SNP Calling and Statistical Analyses

Clean reads from each sample were re-mapped to reference Unigenes using the STAR program (Dobin et al., 2013) and SNP calling was conducted using GATK with the standard filter method (McKenna et al., 2010). Two main parameters were used to filter SNPs: (1) more than three mismatches in the adjacent 35 bp and (2) SNP quality score less than 2.0 after normalization for sequencing depth. This study mainly focused on pairwise SNPs, amongst which three types were classified based on their homozygous and heterozygous status in each sample. Confidently called SNPs were extracted from each Unigene and SNP frequencies were calculated by dividing the Unigene length by its number of SNPs. Histograms of SNP numbers and frequencies per Unigene, in addition to boxplots and ANOVA analysis of SNP frequency for each category, were performed using an R script (R Development Core Team, 2008).

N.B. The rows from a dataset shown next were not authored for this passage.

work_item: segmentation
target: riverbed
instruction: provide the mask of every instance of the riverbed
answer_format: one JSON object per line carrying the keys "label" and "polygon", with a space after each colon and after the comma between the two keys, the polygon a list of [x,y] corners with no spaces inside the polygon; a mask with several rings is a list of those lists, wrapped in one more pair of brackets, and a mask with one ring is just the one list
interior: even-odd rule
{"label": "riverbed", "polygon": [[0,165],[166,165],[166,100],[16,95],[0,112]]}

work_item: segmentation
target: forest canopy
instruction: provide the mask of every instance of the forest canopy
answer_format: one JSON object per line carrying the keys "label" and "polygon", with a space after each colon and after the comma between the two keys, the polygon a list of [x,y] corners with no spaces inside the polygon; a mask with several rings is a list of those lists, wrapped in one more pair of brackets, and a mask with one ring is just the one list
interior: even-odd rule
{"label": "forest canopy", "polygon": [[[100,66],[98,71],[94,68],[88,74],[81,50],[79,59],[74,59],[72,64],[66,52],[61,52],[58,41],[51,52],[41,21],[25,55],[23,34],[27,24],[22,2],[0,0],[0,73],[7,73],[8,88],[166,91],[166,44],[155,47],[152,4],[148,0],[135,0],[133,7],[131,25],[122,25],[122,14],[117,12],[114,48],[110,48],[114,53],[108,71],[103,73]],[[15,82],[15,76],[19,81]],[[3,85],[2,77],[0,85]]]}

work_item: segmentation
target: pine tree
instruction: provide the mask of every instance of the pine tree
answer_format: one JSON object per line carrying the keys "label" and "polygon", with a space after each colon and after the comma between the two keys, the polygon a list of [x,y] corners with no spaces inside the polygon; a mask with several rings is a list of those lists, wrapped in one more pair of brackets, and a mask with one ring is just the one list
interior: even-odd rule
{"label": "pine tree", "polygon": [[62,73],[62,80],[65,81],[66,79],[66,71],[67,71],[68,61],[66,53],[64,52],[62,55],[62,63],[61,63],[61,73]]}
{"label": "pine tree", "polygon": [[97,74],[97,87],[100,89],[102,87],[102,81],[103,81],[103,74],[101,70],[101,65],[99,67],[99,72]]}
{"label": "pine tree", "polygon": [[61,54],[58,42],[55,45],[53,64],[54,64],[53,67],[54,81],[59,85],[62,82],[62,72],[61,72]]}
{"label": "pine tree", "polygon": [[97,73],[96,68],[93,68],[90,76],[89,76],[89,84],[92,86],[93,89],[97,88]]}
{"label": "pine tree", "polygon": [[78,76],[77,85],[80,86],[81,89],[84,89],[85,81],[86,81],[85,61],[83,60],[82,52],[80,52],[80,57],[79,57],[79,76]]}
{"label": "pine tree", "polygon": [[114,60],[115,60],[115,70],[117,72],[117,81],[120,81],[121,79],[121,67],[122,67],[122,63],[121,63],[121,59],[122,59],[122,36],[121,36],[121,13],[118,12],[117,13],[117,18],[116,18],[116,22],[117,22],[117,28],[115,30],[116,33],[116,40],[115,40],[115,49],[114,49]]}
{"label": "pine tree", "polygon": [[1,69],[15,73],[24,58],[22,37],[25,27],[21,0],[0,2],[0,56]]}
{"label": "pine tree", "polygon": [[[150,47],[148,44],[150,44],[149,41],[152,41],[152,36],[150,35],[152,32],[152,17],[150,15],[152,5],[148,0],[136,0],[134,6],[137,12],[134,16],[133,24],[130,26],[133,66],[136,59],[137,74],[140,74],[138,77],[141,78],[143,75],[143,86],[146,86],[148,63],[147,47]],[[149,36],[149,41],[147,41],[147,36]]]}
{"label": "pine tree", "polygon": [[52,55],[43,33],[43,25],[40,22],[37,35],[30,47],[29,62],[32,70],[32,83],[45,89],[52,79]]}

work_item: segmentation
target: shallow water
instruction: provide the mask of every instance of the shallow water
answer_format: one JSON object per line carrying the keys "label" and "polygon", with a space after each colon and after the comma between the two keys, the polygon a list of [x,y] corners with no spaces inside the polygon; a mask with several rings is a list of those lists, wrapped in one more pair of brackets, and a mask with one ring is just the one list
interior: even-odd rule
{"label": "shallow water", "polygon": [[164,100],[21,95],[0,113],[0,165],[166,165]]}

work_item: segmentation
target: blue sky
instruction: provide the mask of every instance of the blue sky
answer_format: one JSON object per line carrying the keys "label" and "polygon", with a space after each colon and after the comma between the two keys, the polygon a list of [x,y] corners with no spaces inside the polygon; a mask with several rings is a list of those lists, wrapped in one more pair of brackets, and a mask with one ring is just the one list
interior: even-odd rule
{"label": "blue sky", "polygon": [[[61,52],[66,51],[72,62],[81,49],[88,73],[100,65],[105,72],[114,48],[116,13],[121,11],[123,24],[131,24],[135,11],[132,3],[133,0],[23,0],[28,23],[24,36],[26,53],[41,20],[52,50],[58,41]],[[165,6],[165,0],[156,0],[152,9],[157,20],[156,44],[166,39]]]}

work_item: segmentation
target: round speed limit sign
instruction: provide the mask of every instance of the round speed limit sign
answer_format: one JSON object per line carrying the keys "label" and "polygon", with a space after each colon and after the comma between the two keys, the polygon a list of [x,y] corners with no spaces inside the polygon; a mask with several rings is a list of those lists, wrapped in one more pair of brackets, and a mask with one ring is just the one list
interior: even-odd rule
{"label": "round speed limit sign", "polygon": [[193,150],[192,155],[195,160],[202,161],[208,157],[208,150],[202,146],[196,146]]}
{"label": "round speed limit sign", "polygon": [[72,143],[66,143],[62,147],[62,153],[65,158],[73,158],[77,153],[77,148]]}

For the GO enrichment analysis, a hypergeometric test with Bonferroni adjustment was used to identify enriched GO terms for Unigenes containing the pairwise SNPs, where the reference Unigene set served as the background. Terms were defined as enriched when adjusted p-values were less than 0.01.

SNP Validation

Primers were designed to amplify fragments spanning one or two SNPs in 50 randomly selected Unigenes identified as containing pairwise SNPs by RNA-seq. Two DNA samples from individual SPT and NM plants served as templates for validation the predicted SNPs. ExTaq (TaKaRa, Dalian, China) was used to amplify the fragments with 1.5 μl template DNA in 20 μl reaction volume. The PCR reaction was performed in a C1000 TOUCH thermal cycler and the amplified products were sequenced using an ABI Prism 3730xl sequencer at Majorbio (Shanghai, China).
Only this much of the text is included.